Caring for someone with dementia presents unique challenges that can feel overwhelming. Taylor Rush, PhD, is the Director of Behavioral Services and Interdisciplinary Programs in the Center for Neurological Restoration at Cleveland Clinic. Here, she shares practical tips for families navigating this journey.
Read the interview with Dr. Rush below.
WAM: What are the top 5 changes a caregiver can make to create a safer home for someone living with dementia?
Dr. Rush: Creating a safe home begins with anticipating challenges people may experience daily.
- Clear the home environment. Reduce clutter and remove trip hazards such as loose rugs and cords.
- Improve lighting. Ensure hallways and bathrooms are well-lit, especially at night.
- Secure hazards. Lock up medications, cleaning supplies, and sharp objects.
- Use clear cues. Label drawers, doors, or rooms with words or pictures to support orientation.
- Plan for possible elopement. Consider using door alarms or wearable identification in case a loved one becomes disoriented and leaves the home.
WAM: We sometimes hear from caregivers whose loved ones are afraid or refuse to go to the doctor. What strategies would you suggest to ease the experience of going to appointments?
Dr. Rush: Fear and resistance often come from confusion or feeling out of control, especially in unfamiliar environments. Consider these ideas:
- Prepare in advance. Explain what will happen in simple, reassuring language.
- Keep it calm and routine. Schedule visits at times of day when your loved one is most relaxed.
- Bring comfort items. A familiar object or snack can reduce anxiety.
- Involve the care team. Let providers know about the fear beforehand so they can adjust their approach.
- Offer reassurance, not correction. Gentle validation (“I know this is hard, but we’ll do it together”) goes much further than directives.
WAM: What’s the best way to handle a situation in which someone with dementia doesn’t remember or misidentifies a loved one?
Dr. Rush: It can be very painful when this happens, but remember, it’s the illness, not the relationship, causing the confusion.
- Stay calm and kind. Correcting or arguing can intensify the situation.
- Enter their reality. If your loved one believes you’re someone else, respond in a way that maintains trust and comfort.
- Redirect with warmth. Shift the focus to a shared activity or memory that feels familiar and soothing.
- Seek support. Talking about these moments with a counselor or support group can ease the emotional toll.
WAM: What are your top self-care tips for caregivers?
Dr. Rush: Caregivers often put their own needs last, but small, consistent steps can help protect your well-being:
- Rest when you can and recognize even short breaks matter.
- Stay connected to your social support. Isolation increases stress- we are social creatures and need contact with those who care.
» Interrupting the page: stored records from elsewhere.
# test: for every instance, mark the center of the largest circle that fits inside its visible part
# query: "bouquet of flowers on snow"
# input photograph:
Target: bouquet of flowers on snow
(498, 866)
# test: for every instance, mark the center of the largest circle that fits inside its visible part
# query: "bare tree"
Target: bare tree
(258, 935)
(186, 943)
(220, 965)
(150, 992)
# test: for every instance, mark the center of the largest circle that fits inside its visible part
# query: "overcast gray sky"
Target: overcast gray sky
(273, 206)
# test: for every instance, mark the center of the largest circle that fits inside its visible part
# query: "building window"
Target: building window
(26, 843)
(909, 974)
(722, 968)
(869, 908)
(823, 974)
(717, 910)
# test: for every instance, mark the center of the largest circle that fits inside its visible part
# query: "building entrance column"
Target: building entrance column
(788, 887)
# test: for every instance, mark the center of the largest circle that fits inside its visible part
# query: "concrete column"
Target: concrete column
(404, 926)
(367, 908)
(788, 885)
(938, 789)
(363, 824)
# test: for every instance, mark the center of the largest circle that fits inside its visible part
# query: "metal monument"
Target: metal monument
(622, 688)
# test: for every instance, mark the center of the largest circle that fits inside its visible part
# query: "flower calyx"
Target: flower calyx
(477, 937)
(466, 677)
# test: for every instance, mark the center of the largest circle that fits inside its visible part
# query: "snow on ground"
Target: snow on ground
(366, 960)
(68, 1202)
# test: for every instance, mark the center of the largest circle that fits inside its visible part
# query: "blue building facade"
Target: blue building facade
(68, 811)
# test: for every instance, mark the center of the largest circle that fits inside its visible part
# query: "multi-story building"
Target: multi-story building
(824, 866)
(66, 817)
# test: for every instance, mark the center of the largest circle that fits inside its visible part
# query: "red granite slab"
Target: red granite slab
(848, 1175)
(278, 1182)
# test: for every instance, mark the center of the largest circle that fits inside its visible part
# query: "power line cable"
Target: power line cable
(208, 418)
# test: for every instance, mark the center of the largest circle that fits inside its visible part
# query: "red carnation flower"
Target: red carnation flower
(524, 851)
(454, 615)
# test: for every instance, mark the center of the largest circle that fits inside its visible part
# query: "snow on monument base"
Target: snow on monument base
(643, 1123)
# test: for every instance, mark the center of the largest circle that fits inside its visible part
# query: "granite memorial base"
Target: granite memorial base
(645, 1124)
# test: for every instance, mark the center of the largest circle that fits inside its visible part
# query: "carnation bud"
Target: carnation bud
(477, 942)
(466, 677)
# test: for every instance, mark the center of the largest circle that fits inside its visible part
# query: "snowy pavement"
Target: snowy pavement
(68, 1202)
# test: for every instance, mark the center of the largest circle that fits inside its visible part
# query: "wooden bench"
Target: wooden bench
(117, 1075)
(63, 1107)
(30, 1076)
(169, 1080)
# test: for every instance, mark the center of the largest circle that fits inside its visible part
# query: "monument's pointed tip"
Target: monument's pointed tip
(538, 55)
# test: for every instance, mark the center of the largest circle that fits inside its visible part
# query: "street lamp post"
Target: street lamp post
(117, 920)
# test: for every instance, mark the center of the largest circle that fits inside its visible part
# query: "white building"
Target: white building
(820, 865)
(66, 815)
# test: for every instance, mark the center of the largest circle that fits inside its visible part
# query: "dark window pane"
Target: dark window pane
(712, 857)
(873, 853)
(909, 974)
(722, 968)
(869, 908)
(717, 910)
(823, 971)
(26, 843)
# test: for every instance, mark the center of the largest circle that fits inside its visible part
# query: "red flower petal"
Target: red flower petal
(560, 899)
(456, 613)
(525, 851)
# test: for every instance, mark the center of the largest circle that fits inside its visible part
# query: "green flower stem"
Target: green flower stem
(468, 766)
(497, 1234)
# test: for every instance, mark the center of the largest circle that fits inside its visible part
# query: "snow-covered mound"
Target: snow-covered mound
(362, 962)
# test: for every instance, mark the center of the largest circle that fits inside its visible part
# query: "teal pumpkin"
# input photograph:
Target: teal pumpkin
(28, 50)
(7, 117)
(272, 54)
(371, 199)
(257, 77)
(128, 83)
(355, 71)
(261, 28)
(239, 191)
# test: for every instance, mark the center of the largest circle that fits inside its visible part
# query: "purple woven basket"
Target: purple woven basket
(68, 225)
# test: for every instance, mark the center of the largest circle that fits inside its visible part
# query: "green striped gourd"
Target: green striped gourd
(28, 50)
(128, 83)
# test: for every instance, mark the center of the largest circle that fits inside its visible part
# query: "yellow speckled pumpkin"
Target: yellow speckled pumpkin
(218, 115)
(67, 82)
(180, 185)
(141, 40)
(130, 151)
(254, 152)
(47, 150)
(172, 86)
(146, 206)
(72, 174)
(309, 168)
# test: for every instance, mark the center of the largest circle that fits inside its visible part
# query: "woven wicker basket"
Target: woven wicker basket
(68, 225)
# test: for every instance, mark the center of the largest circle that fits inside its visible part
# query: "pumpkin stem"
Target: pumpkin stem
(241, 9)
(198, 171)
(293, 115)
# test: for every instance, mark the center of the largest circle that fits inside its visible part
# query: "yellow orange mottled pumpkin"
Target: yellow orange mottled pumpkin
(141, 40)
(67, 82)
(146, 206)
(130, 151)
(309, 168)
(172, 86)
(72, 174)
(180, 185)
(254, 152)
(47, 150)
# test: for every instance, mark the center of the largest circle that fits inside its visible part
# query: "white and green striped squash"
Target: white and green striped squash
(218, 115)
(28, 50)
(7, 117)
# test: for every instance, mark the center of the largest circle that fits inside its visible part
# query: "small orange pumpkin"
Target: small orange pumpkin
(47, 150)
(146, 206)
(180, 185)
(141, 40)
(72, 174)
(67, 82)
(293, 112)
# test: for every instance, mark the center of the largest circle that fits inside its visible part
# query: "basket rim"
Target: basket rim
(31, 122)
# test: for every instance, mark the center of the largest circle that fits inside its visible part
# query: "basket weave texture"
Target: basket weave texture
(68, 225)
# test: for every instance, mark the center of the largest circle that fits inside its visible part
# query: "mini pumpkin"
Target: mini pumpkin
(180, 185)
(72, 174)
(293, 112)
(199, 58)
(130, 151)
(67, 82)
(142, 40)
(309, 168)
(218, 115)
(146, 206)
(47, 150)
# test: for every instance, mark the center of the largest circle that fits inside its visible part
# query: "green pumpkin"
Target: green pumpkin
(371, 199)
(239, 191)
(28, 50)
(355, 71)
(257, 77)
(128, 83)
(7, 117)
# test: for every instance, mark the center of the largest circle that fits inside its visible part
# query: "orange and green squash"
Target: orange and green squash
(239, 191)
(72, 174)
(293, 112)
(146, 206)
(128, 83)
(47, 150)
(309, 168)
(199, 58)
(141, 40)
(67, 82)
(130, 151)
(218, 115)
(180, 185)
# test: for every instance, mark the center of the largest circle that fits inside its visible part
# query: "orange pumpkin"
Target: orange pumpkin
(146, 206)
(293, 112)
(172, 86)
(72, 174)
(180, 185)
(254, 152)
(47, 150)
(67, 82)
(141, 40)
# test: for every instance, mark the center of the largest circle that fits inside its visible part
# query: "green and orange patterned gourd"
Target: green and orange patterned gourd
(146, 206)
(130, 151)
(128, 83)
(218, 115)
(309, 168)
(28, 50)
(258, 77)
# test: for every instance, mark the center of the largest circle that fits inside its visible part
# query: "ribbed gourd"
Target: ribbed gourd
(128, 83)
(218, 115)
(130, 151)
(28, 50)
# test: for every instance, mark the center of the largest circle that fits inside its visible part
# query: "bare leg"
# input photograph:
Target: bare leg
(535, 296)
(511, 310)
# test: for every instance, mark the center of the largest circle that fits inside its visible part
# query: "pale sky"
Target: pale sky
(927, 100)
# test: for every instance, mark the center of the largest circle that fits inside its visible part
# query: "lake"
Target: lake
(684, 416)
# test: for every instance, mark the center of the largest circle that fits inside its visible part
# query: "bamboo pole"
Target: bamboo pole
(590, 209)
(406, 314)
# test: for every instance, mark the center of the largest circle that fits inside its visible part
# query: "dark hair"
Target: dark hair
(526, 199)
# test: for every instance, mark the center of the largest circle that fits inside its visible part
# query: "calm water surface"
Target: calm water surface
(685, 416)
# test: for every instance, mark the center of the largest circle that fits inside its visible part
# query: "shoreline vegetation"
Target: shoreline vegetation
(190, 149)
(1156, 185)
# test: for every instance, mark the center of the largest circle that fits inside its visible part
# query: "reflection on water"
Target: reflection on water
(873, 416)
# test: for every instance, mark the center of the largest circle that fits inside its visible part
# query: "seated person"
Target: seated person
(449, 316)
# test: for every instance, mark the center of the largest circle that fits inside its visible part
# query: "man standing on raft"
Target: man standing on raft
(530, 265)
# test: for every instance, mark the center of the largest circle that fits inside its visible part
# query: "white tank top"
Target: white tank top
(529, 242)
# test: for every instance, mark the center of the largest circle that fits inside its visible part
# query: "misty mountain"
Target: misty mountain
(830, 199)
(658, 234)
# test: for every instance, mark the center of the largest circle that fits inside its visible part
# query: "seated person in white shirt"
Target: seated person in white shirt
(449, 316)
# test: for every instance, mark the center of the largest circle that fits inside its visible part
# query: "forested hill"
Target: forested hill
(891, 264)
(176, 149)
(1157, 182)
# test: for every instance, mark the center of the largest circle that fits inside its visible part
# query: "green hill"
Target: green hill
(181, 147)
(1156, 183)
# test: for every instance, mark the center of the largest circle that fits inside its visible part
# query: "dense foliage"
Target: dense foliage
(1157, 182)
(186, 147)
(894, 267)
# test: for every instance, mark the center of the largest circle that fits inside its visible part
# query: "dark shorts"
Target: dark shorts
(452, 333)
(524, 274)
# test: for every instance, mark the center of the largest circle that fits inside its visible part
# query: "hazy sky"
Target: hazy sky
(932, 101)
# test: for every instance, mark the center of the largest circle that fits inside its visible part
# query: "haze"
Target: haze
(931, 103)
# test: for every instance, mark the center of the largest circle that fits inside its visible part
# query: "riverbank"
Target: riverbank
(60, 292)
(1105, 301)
- Move your body daily. Physical activity is one of the best mood elevators and helps to maintain overall health.
- Ask for help early. You don’t have to wait until you’re exhausted- you will benefit from support much more before you reach that point.
- Practice compassion for yourself. Guilt and perfectionism can feed unrealistic expectations. Remember, progress, not perfection, is the goal.
WAM: What are the most helpful things we can do to support our friends and family members who are caregivers?
Dr. Rush: Caregivers often don’t ask for help, so proactive support can demonstrate their needs matter.
- Offer something specific. Instead of “Let me know if you need anything,” try “Can I bring dinner Thursday or stay with your loved one while you rest?”
- Check in regularly. A simple text or call to say “I’m thinking of you” goes a long way.
- Verbally acknowledge and value their role. Caregiving deserves profound respect. It is both an act of love and immense responsibility.
- Encourage restorative breaks and enjoyable activities. Remind them that their health and joy matter, too!